Things are more complicated for Izurrieta, who arrived in Spain 15 years ago and has spent the last two of those years "almost homeless," because he cannot find a job. If he passes the test, José will go back to Ecuador and leave behind his wife, his daughter and his mortgage. "We have 10 years left to pay, and if we leave we lose the house. It's not worth renting it out because prices have gone down," he says. The family is paying a monthly mortgage of 880 euros, less than what he would make in Ecuador if he passed the exam.
This engineer would like to be a math teacher and start his own business. "I would like to open a vocational training school to teach trades," he says. "But you need money for that, to buy the tools and the machinery, and I don't have it," explains Izurrieta, who also completed a master's degree in foreign trade and marketing from UNED, the distance university. "Practically no university graduate got his degree ratified. It's complicated to deal with legal requirements, classes and bureaucracy at the same time. If I was working, how could I find the time to sign up for the equivalent here of the [Ecuadorian] courses that they would not recognize as valid?"

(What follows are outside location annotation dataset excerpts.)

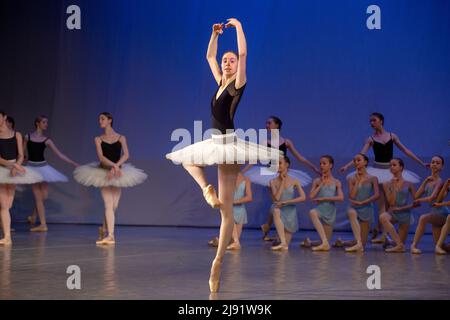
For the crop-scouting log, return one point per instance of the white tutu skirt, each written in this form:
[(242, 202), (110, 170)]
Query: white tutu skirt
[(385, 175), (48, 173), (93, 175), (262, 175), (224, 149), (30, 177)]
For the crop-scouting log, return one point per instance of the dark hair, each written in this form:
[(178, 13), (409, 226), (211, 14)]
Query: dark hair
[(277, 121), (39, 119), (107, 115), (231, 51), (440, 157), (364, 156), (379, 116), (11, 120), (400, 162), (329, 158)]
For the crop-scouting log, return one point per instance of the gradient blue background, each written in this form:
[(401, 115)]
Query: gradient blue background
[(312, 63)]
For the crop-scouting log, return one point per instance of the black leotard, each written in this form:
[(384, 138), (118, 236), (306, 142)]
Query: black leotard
[(112, 151), (36, 150), (8, 148), (383, 152), (224, 108)]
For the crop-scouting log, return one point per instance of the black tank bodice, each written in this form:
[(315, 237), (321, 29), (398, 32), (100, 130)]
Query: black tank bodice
[(112, 151), (8, 148), (281, 147), (36, 150), (224, 107), (383, 152)]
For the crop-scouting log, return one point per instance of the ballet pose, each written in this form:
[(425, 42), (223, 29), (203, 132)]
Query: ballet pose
[(439, 249), (262, 175), (11, 173), (224, 148), (382, 142), (363, 191), (284, 210), (35, 143), (397, 192), (325, 191), (110, 175), (428, 193)]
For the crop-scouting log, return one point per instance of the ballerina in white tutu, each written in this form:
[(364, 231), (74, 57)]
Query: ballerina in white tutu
[(110, 175), (382, 142), (262, 175), (224, 148), (11, 173), (35, 144)]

"Not just anyone is going to pass. We seek excellence," warns the Ecuadorian ambassador to Spain, Aminta Buenaño. The examination comprises a specific knowledge test, a linguistic section and a psychometric test. Candidates who pass all three with a grade of 70 percent or more will go on to an interview to demonstrate personal merit. For now, the examinations are only taking place in Spain. In fact, there is a chance that Spanish teachers will end up covering some of the demand for the 10,000 positions.
Ambassador Buenaño figures that life in Ecuador is four times cheaper than in Spain, making the offer "dignified, serious and with a future."
Teachers were earning very little in Ecuador, and were insufficiently trained"
"Ecuadorians make up the largest Spanish-speaking foreign community in Spain, and the crisis has defined three modes of survival," she adds. "Move to the United States or to a different EU country; return to Ecuador and deal with the crisis honorably; or remain in Spain and try to be part of the solution."
Last year, 46,000 registered Ecuadorians moved back home. Around 100,000 are unemployed and still in Spain, and only a quarter of these are collecting monthly unemployment checks of around 500 euros.
"The decade between 1996 and 2006 was catastrophic for Ecuador. We suffered the 1999 crisis, which caused a massive exodus," explains Pablo Cevallos, deputy education minister for Ecuador, during a visit to Spain. "The state lost control of public education, of the agenda, of prices... And in the midst of that deep crisis - public sector teachers were permanently on strike - private education prospered in the big cities."
To this dire situation, Ecuador added a lack of resources - really basic material such as maps or dictionaries - as well as entire parts of the country without schools, leaving children there to their fate. "Besides that, teachers were demoralized, earning very little, being insufficiently trained, and too authoritarian," he says.
Cevallos thinks that things started to change when his party, Alianza País, took power. "The education budget tripled from one billion euros," he says. "But that is not enough. These resources have to be used efficiently."
Ecuadorian President Rafael Correa has defined his administration as "the government of migrants," and said he feels the exodus of fellow Ecuadorian as "an open wound" that needs to be healed. Besides the education program, the country has launched a similar project to find qualified health professionals. And because demand is higher than what Ecuador has to offer, 63 Spaniards have already applied for a position.